On the back of this success, we travelled frequently in Europe, with Filippo taking us three times to Rome where this team of British Sunday leaguers played at La Borghesiana (the Italian national team’s training ground), and the Stadio dei Marmi, which has hosted U-21 internationals, in a game against a team of Italian writers that was kicked off by Italian legend Gianni Rivera.

Like Fabio Capello, Filippo is a great lover of British football traditions with a particular affection for the FA Cup. His attempts to enter our club for this illustrious competition failed, however. Unfortunately you need your own stadium and be able to play on Saturday afternoons, an impossibility given he was normally at Stamford Bridge or Highbury at these times.

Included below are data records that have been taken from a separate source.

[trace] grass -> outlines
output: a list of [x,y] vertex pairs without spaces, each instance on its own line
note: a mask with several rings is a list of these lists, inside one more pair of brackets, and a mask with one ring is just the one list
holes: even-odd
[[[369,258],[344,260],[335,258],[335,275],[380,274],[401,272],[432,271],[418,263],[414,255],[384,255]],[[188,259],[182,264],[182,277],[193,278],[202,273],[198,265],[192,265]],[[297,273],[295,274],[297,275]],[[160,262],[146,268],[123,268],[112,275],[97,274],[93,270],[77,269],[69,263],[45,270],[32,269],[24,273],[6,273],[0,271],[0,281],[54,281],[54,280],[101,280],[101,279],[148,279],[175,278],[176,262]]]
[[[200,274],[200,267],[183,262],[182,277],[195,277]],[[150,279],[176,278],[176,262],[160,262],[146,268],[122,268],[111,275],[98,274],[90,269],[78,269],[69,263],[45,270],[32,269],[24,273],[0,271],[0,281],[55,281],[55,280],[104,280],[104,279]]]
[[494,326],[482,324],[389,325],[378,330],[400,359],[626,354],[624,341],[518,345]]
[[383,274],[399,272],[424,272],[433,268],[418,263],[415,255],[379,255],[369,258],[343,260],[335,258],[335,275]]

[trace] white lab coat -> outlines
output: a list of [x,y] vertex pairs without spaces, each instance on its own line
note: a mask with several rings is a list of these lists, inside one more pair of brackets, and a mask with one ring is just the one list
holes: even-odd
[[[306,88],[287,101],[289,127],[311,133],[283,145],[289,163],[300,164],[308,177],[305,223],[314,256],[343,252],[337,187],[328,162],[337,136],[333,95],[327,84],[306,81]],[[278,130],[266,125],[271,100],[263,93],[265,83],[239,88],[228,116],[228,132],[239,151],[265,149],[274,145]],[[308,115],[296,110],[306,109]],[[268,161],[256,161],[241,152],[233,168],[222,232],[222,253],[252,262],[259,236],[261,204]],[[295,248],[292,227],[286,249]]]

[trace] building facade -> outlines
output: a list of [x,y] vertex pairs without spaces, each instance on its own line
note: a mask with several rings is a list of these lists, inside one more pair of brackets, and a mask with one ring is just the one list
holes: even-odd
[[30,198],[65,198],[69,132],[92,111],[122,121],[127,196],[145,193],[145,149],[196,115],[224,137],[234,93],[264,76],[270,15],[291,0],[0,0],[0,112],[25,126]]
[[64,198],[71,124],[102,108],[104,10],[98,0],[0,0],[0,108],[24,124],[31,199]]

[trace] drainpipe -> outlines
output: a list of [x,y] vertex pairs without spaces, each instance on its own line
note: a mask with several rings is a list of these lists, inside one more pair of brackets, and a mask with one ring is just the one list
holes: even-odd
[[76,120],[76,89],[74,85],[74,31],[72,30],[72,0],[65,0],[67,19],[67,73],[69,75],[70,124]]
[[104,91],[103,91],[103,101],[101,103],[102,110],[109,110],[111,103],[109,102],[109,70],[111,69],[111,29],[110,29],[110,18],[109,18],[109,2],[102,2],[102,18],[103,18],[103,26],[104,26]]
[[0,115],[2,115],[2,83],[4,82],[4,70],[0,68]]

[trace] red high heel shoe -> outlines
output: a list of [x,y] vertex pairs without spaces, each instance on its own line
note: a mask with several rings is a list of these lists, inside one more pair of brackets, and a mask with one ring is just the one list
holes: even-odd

In early 2006, Filippo left London to take up a new position for the Gazzetta in Madrid, ironically following Capello through his eventful year with the Spanish champions. Six months after his departure we were with him once again playing in a tournament against his new ‘Philosophy Football Madrid’ team, which was setting out on its own adventure. The managerial skills he had practiced with his ‘squadra Inglese’ were being put to good use. Later we went to see Real Madrid lose a vital league match and ate together at the Mesun Txistu, the restaurant favoured by Real’s players. In a quiet corner, eating alone, we could see a gloomy Don Fabio, perhaps reflecting on his predicament and pondering his next move. After the experience of our ‘own Capello’ this could be a bigger challenge than many predict.